Comment: After transforming the Brand.Code, it appears that products labeled “C” are associated with the lowest average pH values, while those labeled “D” have the highest. Category “B” shows the second highest average PH.

Forecasting

library(mice)
set.seed(100)

studentevaluation <- studentevaluation  |>
  select(-PH)  |>
  mice(m = 1, method = 'pmm', print = FALSE)  |>
  complete()

# remove Hyd.Pressure1 as it was removed in the preprocessing for Student Data
# add back in PH
studentevaluation <- studentevaluation  |>
  select(-Hyd.Pressure1)  |>
  mutate(PH = "")

# predict PH
prediction <- predict(rfModel, studentevaluation)

head(prediction)
       1        2        3        4        5        6 
8.584146 8.451713 8.517907 8.564688 8.529912 8.584629 
# put the PH back into the data frame
studentevaluation$PH <- prediction

#average ph
studentevaluation  |>
  group_by(Brand.Code)  |>
  summarise(`Average PH` = mean(PH))
# A tibble: 4 × 2
  Brand.Code `Average PH`
  <fct>             <dbl>
1 A                  8.50
2 B                  8.57
3 C                  8.42
4 D                  8.59
write.xlsx(list('PH' = prediction, 'EvalData_complete' = studentevaluation), file = 'predictions_Henock_M.xlsx')

Summary

The PH values appear relatively consistent, generally falling within the range of 8 to 9. Despite this narrow range, distinct patterns emerge when the data is grouped by Brand.Code, and these patterns are reflected in our model’s predictions. I also identified and emphasized the variables that have the strongest influence on PH levels. My hope is that these insights contribute to a better understanding of the manufacturing process, particularly in light of new regulatory standards in the beverage industry.

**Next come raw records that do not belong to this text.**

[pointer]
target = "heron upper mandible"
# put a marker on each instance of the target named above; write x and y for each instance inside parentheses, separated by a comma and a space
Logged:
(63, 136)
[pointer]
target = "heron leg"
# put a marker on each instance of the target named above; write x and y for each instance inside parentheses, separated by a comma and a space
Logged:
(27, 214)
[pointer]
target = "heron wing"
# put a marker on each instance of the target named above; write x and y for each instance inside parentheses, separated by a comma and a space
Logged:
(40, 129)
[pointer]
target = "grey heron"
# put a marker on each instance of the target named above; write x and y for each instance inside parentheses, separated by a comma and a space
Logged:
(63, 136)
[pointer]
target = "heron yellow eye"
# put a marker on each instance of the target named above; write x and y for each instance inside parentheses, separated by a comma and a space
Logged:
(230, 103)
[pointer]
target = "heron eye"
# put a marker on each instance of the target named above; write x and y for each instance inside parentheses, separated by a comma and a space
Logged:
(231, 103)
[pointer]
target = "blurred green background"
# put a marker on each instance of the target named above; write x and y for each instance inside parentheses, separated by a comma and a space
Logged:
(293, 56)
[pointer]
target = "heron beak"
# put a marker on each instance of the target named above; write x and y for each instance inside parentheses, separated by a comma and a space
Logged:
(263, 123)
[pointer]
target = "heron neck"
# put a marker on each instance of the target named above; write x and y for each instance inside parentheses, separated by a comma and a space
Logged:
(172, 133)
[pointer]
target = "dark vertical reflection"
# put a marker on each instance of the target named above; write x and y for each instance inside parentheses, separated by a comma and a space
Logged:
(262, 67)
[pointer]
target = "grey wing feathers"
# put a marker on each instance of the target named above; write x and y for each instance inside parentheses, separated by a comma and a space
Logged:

Among the models evaluated, the Random Forest model demonstrated the best performance, achieving the highest R² and lowest RMSE. This suggests it was most effective at capturing the complexity of the data. Its ensemble structure—comprising multiple decision trees—also makes it computationally efficient compared to other modeling approaches.